5) NSAIDs - ibuprofen 600mg TDS + ppi
colchicine 2-3mg loading dose then 0.5mg BD
you are bleeped to see 87yo lady has sudden onset SOB + low sats. On examination you note a 3rd HS.
1) What other signs would you expect to see on examination given the likely diagnosis
2) 4 causes
3) 4 investigations
4) 3 things seen on x ray
5) Management
1) Acute LV failure. Bibasal crackles. Dull percussion at bases. R failure would lead to peripheral oedema and raised JVP as well.
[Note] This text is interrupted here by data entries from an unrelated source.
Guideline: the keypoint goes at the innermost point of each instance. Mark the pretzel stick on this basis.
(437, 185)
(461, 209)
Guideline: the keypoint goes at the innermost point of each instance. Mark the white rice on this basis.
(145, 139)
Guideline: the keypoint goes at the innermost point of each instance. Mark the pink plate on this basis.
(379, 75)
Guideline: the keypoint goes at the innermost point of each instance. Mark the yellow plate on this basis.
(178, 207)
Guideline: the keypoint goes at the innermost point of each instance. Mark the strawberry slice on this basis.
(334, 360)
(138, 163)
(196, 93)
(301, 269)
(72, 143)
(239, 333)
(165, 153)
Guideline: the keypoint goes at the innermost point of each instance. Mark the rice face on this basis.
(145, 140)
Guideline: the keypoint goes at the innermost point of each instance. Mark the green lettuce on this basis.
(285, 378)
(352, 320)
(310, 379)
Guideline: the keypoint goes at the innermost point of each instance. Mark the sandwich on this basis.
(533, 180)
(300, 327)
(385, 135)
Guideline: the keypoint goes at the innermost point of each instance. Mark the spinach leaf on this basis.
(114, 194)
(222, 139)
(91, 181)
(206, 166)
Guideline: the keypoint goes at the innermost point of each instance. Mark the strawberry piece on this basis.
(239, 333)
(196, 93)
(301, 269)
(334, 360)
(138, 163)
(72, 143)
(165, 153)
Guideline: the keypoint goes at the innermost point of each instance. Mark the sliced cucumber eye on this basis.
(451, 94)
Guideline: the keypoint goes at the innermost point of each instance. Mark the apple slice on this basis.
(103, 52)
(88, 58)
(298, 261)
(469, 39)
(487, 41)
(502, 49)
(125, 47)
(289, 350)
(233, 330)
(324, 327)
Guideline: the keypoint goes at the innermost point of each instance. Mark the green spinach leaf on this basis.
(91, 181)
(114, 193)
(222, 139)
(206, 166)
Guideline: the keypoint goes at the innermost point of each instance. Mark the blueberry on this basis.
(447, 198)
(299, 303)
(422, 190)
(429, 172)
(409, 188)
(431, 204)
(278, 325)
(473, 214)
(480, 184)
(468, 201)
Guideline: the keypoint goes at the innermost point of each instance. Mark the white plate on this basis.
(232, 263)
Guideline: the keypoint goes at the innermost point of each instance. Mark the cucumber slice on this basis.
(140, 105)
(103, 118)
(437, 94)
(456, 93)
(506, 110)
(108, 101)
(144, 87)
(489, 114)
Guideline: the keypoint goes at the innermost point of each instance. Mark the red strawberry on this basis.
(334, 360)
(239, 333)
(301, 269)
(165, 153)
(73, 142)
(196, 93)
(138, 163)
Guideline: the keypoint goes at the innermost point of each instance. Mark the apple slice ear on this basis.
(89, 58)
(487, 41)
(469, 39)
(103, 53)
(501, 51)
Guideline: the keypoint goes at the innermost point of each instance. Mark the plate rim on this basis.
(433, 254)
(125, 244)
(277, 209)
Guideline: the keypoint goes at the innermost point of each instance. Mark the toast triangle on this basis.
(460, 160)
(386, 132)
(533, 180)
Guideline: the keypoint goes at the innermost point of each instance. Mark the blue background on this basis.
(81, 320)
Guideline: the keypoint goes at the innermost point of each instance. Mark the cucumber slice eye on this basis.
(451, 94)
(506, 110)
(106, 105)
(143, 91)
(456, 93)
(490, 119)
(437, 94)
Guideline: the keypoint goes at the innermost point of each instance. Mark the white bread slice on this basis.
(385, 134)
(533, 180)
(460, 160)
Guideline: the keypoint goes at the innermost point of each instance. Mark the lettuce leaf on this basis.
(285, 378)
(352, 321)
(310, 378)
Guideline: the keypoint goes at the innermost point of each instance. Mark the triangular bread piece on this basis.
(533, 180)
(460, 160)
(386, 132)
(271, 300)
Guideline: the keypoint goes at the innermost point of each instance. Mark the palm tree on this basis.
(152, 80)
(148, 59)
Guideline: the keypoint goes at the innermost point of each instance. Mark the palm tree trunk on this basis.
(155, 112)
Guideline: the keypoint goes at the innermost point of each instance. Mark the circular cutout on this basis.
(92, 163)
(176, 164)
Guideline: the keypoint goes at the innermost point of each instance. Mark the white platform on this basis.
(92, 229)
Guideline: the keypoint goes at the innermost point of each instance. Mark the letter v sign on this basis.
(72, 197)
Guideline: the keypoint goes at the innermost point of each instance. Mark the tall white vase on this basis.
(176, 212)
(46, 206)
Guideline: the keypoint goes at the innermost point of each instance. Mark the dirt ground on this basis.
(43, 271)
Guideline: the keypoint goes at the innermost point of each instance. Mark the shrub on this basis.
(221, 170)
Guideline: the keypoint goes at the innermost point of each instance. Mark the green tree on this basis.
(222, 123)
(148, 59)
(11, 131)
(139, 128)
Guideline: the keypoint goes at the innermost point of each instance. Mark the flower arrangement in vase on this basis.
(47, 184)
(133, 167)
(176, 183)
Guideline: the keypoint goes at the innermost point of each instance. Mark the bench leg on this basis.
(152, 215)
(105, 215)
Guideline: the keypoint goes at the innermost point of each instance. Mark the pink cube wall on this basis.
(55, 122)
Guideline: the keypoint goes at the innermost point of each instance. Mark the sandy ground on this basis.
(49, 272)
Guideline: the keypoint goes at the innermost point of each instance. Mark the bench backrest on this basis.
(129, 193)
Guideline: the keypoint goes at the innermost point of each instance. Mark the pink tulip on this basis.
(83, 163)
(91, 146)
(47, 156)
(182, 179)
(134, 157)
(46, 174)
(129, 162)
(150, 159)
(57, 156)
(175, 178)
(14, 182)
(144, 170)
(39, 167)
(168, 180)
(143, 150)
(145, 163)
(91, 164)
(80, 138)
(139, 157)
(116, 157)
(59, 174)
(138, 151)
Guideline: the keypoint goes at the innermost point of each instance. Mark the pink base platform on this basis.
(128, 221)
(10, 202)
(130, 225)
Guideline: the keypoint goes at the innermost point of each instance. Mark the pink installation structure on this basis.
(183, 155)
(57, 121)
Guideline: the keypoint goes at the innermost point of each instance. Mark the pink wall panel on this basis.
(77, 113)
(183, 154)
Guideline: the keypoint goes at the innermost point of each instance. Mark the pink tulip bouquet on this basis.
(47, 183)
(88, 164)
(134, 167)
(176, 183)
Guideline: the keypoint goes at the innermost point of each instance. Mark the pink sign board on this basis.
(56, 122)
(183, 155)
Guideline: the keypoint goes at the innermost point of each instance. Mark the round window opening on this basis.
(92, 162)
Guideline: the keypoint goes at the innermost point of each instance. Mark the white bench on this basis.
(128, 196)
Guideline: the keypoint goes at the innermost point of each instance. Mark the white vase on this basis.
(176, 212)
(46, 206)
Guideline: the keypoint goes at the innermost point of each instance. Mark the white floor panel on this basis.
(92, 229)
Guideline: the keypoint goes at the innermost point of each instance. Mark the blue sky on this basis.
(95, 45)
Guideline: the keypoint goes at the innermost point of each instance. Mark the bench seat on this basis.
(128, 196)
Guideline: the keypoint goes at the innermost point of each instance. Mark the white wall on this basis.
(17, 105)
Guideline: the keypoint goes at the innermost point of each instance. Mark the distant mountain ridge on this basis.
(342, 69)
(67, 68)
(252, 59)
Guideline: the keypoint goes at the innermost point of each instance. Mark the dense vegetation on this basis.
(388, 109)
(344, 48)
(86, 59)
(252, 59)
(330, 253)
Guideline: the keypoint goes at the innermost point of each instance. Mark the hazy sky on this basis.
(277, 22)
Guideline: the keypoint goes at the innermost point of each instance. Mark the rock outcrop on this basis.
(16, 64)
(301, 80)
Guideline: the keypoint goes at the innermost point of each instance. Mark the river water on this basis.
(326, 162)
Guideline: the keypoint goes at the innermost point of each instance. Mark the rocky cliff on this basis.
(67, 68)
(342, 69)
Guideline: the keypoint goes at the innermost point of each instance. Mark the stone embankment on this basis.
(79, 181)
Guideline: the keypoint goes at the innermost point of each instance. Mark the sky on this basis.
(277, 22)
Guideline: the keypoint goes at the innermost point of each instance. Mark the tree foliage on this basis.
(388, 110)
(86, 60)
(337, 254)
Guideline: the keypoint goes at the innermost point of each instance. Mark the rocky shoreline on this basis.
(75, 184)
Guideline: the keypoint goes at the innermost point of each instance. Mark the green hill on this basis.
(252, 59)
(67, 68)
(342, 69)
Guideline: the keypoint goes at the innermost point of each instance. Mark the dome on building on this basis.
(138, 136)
2) Iatrogenic (too much fluids). Sepsis. MI, Arrhythmias
3) ECG - look for ischemic changes. ABG - T1RF. BNP raised. Trop if MI suspected. CXR.
4) Kerly B lines. Costophrenic blunting bilaterally. fluid in interlobular fissures
5) Stop fluids. Fluid balance and fluid restriction. O2 if sats <95%. IV furosemide 40mg stat dose then titrate.
1) Cause of cor pulmonale. Pathophysiology and diseases.
2) 4 signs of cor pulmonale
1) R sided heart failure due to pulmonary hypertension. COPD most common cause. Other interstitial lung diseases and PPH.
2) oedema, low sats, cyanosis, 3rd HS, hepatomegaly, mitral-regurg causes a pan systolic murmur.